Could new technology stop wrong-way drivers?

A local inventor says his technology, the Grappler, could put a stop to suspect vehicles.

PEORIA, Ariz. - A Peoria man is working on an invention he believes could stop police chases in minutes, instead of miles.

Leonard Stock is a roofing contractor who came up with the idea after watching a police chase on television. 

"In the process of getting a device that would work, I though it would be great if I could get the wheel to lock up," Stock said. 

Stock invented The Grappler.

It's a net of high-strength webbing, attached to a metal framework on the front of a police car. The officer folds it down to run along the pavement, then drives behind the suspect car.

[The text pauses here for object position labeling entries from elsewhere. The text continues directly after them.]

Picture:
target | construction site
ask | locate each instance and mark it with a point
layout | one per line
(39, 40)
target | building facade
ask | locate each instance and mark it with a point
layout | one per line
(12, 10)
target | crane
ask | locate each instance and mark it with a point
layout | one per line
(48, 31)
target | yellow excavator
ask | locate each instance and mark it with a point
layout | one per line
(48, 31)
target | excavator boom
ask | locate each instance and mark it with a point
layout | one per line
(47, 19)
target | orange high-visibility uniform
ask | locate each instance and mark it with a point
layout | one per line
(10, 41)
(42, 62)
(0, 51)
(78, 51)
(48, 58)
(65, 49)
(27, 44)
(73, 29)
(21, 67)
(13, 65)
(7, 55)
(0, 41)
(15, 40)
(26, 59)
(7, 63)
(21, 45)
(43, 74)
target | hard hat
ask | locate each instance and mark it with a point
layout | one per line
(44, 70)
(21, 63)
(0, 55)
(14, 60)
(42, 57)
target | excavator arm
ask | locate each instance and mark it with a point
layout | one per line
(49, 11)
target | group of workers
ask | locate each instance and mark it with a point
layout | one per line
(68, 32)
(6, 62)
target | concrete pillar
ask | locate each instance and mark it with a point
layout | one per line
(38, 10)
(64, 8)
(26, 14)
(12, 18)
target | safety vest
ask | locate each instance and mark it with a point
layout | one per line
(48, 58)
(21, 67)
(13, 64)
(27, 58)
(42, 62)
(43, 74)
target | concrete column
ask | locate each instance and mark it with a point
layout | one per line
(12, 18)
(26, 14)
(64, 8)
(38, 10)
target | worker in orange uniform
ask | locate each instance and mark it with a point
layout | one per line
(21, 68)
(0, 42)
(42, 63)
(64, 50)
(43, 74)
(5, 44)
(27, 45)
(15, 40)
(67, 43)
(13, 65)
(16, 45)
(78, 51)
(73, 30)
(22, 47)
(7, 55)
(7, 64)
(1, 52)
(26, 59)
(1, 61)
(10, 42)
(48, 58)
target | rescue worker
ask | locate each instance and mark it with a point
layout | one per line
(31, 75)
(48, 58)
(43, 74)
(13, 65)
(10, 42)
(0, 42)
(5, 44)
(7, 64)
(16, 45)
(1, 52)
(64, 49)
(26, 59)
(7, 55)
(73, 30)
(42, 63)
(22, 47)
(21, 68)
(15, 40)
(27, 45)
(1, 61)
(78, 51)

When the webbing touches the back tire, it gets wrapped around the axle, stopping the car in its tracks.

Stock said the Grappler could have stopped Thursday morning's wrong-way driver in seconds, instead of the 18 miles she was allegedly able to drive.

DPS troopers arrested Megan Melanson, 25, for allegedly driving the wrong way on Valley freeways for 18 miles early Thursday morning. Troopers deployed stop sticks before she finally pulled over. 

"If The Grappler had been used, " Stock said, "the chase would have been over in 10 to 15 seconds."

Stock claims his invention is better than the PIT maneuver, in which officers spin out suspect vehicles by lightly tapping them with patrol cars. Stock said The Grappler doesn't require any contact with the suspect car and there's no way to avoid it, unlike stop sticks.

However, Stock said The Grappler is not currently for sale. He's still refining the design and getting input from various police agencies. He hopes to have a production model built soon.